В течение последующих двух суток сражение полыхало по всему фронту. Русские так сильно напирали в центре, что поставили Людендорфа на грань нервного срыва. 28 августа начальник штаба 8-й армии приказал генералу Франсуа на правом крыле прекратить преследование I-го русского корпуса и повернуть на север – на помощь «измотанным» дивизиям германского центра. Этим маневром, по словам Людендорфа, тот оказал бы «самую большую услугу армии». Но упрямый Франсуа, потомок переселившихся в Германию гугенотов, обладал особой, незнакомой немецким офицерам смелостью, которая заключается в том, чтобы не выполнять приказаний начальства. Движимый инстинктом идущего по следу зверя, он пропустил распоряжение Людендорфа мимо ушей и продолжил движение на восток. Его непослушание было вознаграждено. Утром 29 августа корпус Франсуа встретился с авангардом Макензена, вышедшего в тыл русской армии с другой стороны. Вопреки ожиданиям немецкого Генерального штаба двойной охват («классические Канны») был осуществлен не на Западном, а на Восточном фронте.
Некоторое время Людендорф еще не верил в полный успех, ожидая более активных действий со стороны Ренненкампфа, который мог разжать немецкие «клещи». «Ему стоило только двинуться, и мы были бы разбиты», – пишет он в своих воспоминаниях. Но 1-я армия, направляемая Жилинским, упорно шла на запад, а не на юг; лишь левый ее фланг 27 августа начал разворачиваться в сторону Самсонова. И хотя расстояние между обеими русскими армиями медленно сокращалось, вечером 29 августа их все еще разделяли 50-60 верст – не менее трех дневных переходов, так как все передвижения русские войска совершали в пешем порядке.

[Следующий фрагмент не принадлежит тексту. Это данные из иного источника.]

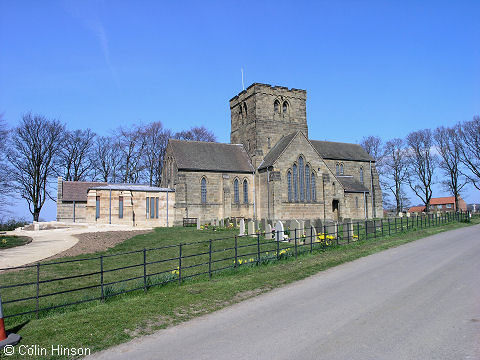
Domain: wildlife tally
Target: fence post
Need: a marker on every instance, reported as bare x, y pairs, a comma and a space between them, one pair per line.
258, 248
311, 239
278, 246
295, 243
210, 259
144, 270
180, 263
101, 279
38, 290
236, 252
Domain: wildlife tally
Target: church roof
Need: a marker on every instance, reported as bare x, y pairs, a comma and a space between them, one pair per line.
341, 151
77, 190
350, 184
210, 156
276, 151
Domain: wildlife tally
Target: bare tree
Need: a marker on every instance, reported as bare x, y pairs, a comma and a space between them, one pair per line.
75, 160
448, 146
156, 140
132, 145
395, 171
5, 186
32, 153
105, 159
197, 134
374, 147
469, 145
422, 163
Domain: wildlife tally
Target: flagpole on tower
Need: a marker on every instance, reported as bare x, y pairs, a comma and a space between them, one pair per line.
243, 85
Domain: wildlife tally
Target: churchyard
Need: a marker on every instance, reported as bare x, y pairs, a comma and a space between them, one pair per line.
119, 318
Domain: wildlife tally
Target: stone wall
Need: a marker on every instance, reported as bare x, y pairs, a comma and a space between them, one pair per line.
134, 208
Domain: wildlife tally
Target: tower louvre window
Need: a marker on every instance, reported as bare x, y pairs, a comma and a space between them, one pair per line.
289, 185
235, 191
307, 182
295, 183
301, 178
204, 190
314, 189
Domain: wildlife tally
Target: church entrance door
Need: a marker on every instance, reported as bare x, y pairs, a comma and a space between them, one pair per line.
335, 210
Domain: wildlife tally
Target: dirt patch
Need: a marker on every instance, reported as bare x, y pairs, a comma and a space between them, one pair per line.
97, 241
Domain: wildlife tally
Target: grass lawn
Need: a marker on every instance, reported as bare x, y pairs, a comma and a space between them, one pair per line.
101, 325
9, 241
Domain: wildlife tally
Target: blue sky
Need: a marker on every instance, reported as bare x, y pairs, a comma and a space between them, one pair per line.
369, 67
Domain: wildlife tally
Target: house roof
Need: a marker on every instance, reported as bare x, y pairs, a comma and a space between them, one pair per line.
276, 151
341, 151
350, 184
77, 190
442, 200
210, 156
132, 187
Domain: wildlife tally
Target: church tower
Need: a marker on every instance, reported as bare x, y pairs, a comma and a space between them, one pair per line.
262, 114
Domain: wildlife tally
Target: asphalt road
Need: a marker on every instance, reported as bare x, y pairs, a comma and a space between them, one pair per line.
417, 301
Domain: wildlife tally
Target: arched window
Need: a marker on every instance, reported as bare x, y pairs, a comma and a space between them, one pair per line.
314, 189
245, 191
204, 191
301, 178
235, 191
295, 183
307, 182
276, 107
289, 184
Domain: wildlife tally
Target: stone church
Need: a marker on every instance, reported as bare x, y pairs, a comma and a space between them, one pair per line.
271, 169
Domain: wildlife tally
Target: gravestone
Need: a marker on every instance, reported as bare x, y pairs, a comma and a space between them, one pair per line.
268, 231
288, 224
301, 227
311, 234
242, 227
347, 229
251, 228
279, 231
294, 224
370, 227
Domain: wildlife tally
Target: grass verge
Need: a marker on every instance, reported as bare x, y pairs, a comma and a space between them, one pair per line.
125, 317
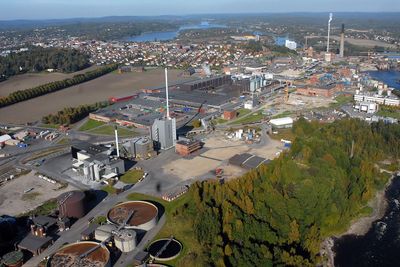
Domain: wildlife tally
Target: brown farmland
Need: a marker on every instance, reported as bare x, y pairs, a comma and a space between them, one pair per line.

К этому времени участь армии Самсонова была решена.
Оказавшиеся в мешке XIII-й и XV-й корпуса уже четвертый день не видели хлеба; в кавалерийских частях некормленные и непоенные лошади были измучены едва ли не больше людей. Однако русские войска геройски дрались, нанося противнику чувствительные удары. Так, в бою у Мюлена, пытаясь прорвать окружение, Муромский и Нижегородский полки взяли тысячу пленных.
В ту минуту, когда начальник XV корпуса генерал Николай Николаевич Мартос, руководивший с вершины холма этим боем, распорядился, чтобы колонну пленных немцев увели в тыл, к его командному пункту с другой стороны приблизился верхом командующий армией. Оказалось, что Самсонов покинул свою ставку, в сопровождении офицеров штаба и казачьей свиты, без всяких средств связи. Жилинскому он телеграфировал, что едет руководить окруженными корпусами. На самом деле он ехал умирать вместе с ними.
Вид огромной толпы немецких пленных, видимо, пробудил в душе командующего 2-й армии слабую надежду. Выслушав доклад Мартоса, Самсонов обнял его и печально обронил: «Только вы один нас спасете…».
Но XV-й корпус уже сам нуждался в спасении. 29 августа сокрушительный фланговый удар войск Франсуа раздробил его на несколько частей, потерявших связь друг с другом. Мартос вместе со своим штабом весь день скитался по лесу в поисках выхода из окружения. Спутники его один за другим погибли в перестрелках с немцами. Последняя стычка произошла ночью. Наткнувшись в темноте на немецкое подразделение, Мартос не смог уйти от погони – под ним убили лошадь.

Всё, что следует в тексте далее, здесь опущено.